Ao cair da tarde, depois de sair do trabalho e ir beber um traçado na taberna do Ti Miguel, seguia para casa, a caminho da sopa, pela calçada das Trinas. Há já algum tempo que a vejo sentada cá fora, uma velhinha de idade indefinida (setentas? oitentas?) com um vestido garrido, uma rosa no cabelo e um olhar perdido no horizonte. Durante algum tempo não liguei muito mas depois despertou-me curiosidade. No entanto e porque gosto de respeitar a privacidade dos outros, e também por um pouco de pudor, nunca me meti a conversar. Uns meses passaram e, como todas as rotinas, a sua regular presença deixou de me chamar a atenção. Acabei, por um mero acaso, de saber a história completa.

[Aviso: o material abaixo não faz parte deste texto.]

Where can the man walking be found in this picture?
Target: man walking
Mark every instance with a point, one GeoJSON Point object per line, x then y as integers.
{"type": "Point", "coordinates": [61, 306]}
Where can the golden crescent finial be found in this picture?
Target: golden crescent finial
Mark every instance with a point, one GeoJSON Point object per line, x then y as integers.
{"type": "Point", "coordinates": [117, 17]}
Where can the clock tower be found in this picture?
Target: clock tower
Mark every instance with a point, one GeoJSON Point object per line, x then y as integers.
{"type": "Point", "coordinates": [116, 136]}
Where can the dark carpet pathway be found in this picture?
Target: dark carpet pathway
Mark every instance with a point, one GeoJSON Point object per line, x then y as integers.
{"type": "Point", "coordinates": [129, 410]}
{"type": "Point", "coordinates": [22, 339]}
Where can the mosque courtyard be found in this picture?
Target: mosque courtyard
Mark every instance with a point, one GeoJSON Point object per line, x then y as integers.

Aos Sábados à noite juntávamos uns amigos e íamos petiscar e beber uns copos no Papagaio Dourado, snack-bar e restaurante propriedade do amigo Júlio (belas pataniscas e dobradinhas lá petisquei). Numa noites dessas uma rapaziada que não aguentava bem os copos (antigamente dizia-se que tinham mau vinho) decidiu, por causa do futebol, armar barraca. Puxa de chapada daqui, de murro dacolá e de insulto soez. Normalmente deixo que as pessoas resolvam os seus assuntos por si próprias, são adultos e vacinados portanto que se desunhem, mas nunca gostei de ver uma luta desequilibrada, portanto decidi por algum peso do lado mais fraco. Fiquei a saber, pelas caras assustadas, que um tipo da minha altura com uma mesa nas mãos levantada acima da cabeça mete respeito a alguns valentes e fá-los recordar assuntos urgentes que têm que ser tratados noutro local.

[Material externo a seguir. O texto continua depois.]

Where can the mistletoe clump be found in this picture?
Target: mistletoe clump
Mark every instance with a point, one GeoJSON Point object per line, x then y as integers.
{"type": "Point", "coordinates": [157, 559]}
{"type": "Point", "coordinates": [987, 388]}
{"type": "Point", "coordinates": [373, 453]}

Na hora da volta para casa vinha a conversar com o fulano a quem tinha salvado as costas e descobri que morava na calçada das Trinas. Palavra puxa palavra e acabei por falar da tal velhinha e da minha curiosidade. Primeiro entupiu mas depois lá disse que era sua avó e debaixo de um desses candeeiros públicos já antigos e de luz baça contou-me o caso todo. A avó, de nome Clarinda da Luz (nome que achei delicioso), quando muito nova, costumava depois de ajudar a mãe nas lides da casa, ao fim da tarde, de sentar-se num banquinho à porta de casa a gozar os últimos raios de sol, com uma rosa, que tinha tirado do grande jarrão à entrada do corredor, no cabelo. Um dia um rapaz que passava deitou-lhe um piropo a que ela respondeu e palavra puxa palavra pouco tempo era passado e já estavam com ternuras. Não demorou um ano e eram casados. Mudaram-se para a calçada das Trinas onde alugaram uma casa, a parte de cima era a habitação e o rés-do-chão a oficina de marceneiro dele. Ali viveram, felizes, e ali tiveram farta prole que naqueles tempos era mesmo assim, os putos vinham às carradas. No ano anterior ele tinha morrido e ela nunca mais tinha recuperado completamente da perda agindo daquela maneira que os deixava a todos um bocado embatucados.
Lá nos despedimos com ele tornando a agradecer a minha ajuda e foi cada um à sua.
Na semana seguinte, depois do traçado do costume, tornei a passar pela calçada das Trinas e lá estava ela de olhar perdido no horizonte e com a rosa no cabelo. Andei para a frente e então parei e olhei para trás para a rever, foi então que compreendi tudo. Ela estava ali à espera que ele torna-se a passar e lhe deita-se um piropo.